By Souvik Biswas
We all read and hear a lot of things about will power. In this twenty-first century, we notice there are many motivational speakers who have mushroomed across online platforms to deliver lectures on how to increase our will power, how not to break down easily for a single instance, etc. Besides, there are many self-help books available which tell us about the same. Nowadays, people suffer terribly from various psychological tensions. Our tech-savvy generation is also not beyond this tug of war. As a result, they are gradually losing their will and, eventually, their will power too.
Here, I want to briefly share an incident from the book Everyday Greatness written by Steven R. Covey. I found this incident very inspiring as well as interesting. The incident happened almost two and a half decades ago in Honolulu. This is the best example of will power I have come across to date.
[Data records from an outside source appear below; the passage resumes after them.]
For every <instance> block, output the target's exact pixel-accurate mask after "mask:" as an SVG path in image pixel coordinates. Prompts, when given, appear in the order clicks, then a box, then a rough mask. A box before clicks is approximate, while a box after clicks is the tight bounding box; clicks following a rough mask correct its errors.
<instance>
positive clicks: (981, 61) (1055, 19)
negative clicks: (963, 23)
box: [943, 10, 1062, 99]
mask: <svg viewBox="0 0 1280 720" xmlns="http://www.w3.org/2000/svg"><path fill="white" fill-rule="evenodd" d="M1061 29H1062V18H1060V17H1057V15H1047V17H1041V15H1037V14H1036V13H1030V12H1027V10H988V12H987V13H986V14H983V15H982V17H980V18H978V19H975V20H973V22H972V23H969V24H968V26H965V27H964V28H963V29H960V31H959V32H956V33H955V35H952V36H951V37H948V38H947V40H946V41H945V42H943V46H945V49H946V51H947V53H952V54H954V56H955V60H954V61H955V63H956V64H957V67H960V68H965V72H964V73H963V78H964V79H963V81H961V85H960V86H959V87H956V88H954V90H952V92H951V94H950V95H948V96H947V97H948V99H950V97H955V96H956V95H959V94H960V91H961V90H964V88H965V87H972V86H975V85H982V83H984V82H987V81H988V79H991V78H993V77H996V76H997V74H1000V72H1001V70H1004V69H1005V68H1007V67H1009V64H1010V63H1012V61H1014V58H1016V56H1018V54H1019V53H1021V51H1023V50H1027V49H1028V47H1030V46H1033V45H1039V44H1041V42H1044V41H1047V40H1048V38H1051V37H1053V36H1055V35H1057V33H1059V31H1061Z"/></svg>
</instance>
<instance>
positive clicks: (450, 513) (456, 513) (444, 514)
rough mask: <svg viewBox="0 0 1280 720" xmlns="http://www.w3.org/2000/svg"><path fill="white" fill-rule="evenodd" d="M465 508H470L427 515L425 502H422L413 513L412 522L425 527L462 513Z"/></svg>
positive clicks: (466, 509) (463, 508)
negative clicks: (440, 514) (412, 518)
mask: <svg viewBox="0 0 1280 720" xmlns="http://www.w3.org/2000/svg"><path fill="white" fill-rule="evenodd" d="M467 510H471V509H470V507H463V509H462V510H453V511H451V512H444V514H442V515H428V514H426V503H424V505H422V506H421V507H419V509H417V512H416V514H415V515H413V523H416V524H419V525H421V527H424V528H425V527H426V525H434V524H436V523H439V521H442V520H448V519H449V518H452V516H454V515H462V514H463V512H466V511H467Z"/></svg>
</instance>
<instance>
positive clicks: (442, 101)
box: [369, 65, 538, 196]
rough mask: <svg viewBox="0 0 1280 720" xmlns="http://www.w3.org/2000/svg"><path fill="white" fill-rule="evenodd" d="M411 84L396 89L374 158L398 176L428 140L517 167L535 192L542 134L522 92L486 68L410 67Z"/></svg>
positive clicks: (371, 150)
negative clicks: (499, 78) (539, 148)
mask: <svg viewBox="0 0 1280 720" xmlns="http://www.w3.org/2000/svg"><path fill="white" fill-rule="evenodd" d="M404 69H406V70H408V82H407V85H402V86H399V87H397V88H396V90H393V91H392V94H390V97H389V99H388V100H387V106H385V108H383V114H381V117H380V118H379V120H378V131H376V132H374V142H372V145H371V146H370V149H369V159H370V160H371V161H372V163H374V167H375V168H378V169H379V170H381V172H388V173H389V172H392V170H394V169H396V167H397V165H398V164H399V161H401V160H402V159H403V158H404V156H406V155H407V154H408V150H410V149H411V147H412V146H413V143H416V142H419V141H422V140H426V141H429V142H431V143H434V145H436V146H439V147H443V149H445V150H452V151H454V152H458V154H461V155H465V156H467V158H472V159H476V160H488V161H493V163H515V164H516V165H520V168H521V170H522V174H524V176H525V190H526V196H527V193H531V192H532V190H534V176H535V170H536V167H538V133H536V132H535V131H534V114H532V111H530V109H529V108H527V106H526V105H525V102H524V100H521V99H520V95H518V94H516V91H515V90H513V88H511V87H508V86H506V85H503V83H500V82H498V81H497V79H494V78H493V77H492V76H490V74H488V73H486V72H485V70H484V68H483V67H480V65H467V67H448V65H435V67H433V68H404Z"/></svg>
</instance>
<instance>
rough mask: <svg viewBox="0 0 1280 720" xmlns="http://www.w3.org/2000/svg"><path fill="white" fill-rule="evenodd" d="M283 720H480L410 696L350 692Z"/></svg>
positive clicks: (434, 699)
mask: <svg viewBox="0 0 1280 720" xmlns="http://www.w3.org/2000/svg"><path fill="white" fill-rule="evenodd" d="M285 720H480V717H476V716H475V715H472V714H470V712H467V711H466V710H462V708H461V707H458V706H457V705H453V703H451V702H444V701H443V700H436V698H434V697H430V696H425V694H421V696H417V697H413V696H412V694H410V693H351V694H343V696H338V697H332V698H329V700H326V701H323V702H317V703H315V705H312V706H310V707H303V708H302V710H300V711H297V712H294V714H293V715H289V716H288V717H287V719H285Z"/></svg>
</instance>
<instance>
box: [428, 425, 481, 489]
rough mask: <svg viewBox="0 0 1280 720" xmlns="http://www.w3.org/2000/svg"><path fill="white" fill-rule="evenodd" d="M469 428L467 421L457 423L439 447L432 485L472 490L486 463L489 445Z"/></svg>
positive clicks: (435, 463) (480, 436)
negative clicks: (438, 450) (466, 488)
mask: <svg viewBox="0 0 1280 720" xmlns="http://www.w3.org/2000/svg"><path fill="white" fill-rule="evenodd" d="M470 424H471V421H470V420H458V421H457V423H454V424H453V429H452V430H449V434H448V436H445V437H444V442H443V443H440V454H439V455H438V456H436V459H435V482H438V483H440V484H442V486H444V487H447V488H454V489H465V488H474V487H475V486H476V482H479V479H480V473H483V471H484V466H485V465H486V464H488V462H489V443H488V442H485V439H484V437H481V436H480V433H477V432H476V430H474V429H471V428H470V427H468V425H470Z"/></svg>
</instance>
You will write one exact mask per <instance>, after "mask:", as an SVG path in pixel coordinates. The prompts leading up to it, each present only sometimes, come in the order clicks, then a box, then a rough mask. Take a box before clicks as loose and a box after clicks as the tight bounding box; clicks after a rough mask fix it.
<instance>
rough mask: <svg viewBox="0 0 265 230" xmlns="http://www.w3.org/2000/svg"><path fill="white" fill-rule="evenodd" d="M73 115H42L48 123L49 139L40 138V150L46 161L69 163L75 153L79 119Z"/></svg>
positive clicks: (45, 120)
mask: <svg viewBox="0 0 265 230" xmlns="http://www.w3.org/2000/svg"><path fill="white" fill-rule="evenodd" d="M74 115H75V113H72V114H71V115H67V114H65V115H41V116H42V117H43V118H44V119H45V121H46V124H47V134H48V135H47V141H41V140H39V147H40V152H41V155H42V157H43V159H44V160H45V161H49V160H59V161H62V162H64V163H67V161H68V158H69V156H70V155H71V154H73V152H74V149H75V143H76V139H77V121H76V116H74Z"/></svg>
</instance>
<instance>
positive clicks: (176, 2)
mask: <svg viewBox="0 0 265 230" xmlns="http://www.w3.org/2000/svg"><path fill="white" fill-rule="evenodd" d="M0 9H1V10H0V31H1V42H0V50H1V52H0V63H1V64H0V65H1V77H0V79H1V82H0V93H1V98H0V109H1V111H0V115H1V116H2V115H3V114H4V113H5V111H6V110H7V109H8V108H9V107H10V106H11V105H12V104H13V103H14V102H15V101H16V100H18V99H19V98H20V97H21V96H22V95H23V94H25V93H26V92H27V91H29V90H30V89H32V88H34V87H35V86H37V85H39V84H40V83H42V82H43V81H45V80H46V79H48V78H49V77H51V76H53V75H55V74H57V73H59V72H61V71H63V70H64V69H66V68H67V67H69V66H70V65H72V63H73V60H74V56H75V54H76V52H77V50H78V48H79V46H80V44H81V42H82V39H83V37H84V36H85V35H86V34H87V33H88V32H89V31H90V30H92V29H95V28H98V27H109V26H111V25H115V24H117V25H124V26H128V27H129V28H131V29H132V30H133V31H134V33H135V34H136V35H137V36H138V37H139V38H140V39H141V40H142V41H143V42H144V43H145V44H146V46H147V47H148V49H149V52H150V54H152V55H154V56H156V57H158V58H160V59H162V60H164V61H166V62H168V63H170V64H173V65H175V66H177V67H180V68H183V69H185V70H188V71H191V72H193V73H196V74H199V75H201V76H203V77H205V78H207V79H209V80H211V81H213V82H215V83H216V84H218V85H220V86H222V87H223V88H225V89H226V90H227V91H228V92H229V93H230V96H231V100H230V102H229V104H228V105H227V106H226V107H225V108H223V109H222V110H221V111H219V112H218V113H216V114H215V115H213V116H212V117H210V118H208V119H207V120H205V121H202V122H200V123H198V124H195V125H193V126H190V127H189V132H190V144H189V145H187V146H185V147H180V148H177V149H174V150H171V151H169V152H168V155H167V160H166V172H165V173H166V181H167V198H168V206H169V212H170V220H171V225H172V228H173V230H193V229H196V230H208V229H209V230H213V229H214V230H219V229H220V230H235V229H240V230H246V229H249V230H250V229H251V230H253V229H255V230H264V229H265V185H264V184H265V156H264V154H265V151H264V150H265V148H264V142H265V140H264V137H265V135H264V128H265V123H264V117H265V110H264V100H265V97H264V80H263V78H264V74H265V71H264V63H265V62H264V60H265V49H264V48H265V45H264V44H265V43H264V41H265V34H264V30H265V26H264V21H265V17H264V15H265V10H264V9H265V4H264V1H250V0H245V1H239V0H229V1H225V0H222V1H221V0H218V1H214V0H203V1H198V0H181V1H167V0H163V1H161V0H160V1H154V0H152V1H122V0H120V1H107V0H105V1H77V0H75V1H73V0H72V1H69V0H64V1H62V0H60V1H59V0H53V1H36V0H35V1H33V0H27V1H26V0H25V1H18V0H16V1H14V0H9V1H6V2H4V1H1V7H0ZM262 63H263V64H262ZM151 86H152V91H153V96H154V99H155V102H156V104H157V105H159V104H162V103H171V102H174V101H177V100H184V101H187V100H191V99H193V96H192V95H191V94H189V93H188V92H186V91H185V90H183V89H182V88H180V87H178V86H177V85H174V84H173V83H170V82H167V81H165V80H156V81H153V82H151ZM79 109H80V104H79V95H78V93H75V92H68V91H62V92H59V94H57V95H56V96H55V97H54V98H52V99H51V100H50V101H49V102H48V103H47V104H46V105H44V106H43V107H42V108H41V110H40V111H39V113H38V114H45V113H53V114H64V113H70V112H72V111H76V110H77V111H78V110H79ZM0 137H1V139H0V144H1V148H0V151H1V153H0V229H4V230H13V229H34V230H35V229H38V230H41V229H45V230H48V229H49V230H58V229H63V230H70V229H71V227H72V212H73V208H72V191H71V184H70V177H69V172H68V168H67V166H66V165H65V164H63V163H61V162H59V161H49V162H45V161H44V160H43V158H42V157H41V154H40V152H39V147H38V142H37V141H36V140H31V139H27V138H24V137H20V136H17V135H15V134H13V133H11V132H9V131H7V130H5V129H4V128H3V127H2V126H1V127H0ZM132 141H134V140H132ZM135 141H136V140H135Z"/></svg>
Lindy Kunishima and Geri had two daughters: Trudi, thirteen years old, and Jenifer, nine years old, and a younger son, Steven. When Steven was only eighteen months old, Geri was told that his son will never walk or talk as a result of the vermis – an area of the brain that transmits messages to and from the body’s muscles – which had not developed. Seeing Geri crestfallen, his older daughter, Trudi, challenged the doctor’s statement and decided that she will not give up until Steven overcame his disability.
The two sisters, Jenifer and Trudi, started working on their brother’s illness by asking him questions, pointing out at animals and people illustrated in books. As expected, Steven gave no response. But after three months, his family was witnessing improvements in Steven’s memory because he began to inch towards his books and flip through one of them till he found the page filled with pictures of animals. One day, he was humming the music which Jenifer and Trudi played on the piano in front of him. Thus, he gradually improved and after many rejections, he was admitted to a pre-school by Louise Bogart of Robert Allen Montessori School who found that Steven was determined to make himself understood. This way, he continuously improved and was admitted to a mainstream Catholic school in 1990.
This is a perfect example of collective determination to cure a child. I just wonder how much will power people need to get such noble work done. This actually reminds me of that famous proverb, “Where there is a will, there is a way.” In my opinion, if we can utilize our will power in a proper way, its strength would not be any less than that of atomic energy.